Core

The movement is where all the traversal logic for a character is located. Movements will probably vary quite a bit depending on if it is meant for the player or some NPC and also depending on the game. This is why MovementBase defines mostly ways for other components to interact and interfere with movement in some general ways. For example it gives other components a way to slow movement down, suspend it when some animation plays or force it to move somewhere. Any more specialized logic will have to lie in the implementation.

Conveniently the generic base classes for characters(CharacterBaseTyped, AnimatedCharacterBase) allow us to declare the type in the class header which lets us use the implementation directly from inside the character or any other component that references the character implementation rather than CharacterBase.

Souls

AdventureSouls uses the CharacterControllerMovement for its player, the SoulsPlayerCharacter send all the necessary input to it.

The zombie enemies use the NavMeshAgentMovement implementation in combination with NavApproachAction so that they can follow the player around the level.

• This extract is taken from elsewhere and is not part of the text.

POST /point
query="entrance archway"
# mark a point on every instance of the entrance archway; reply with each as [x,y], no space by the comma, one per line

Lastly the Morningstar boss uses ManualMovement since it does not really do any traditional movement. Even if the Morningstar had more movement of its own a nav mesh would not really be necessary. The boss arena is a simple rectangle and there is no way for the boss to leave to as long as it aligns itself to the player and walks it will always get to them.

Hero

Similar to the souls demo the player in hero uses CharacterControllerMovement and the skeleton enemies use NavMeshAgentMovement.

Looking at the component you may find that the movement speeds are both set to 0. This is done because movement in hero is driven by root motion.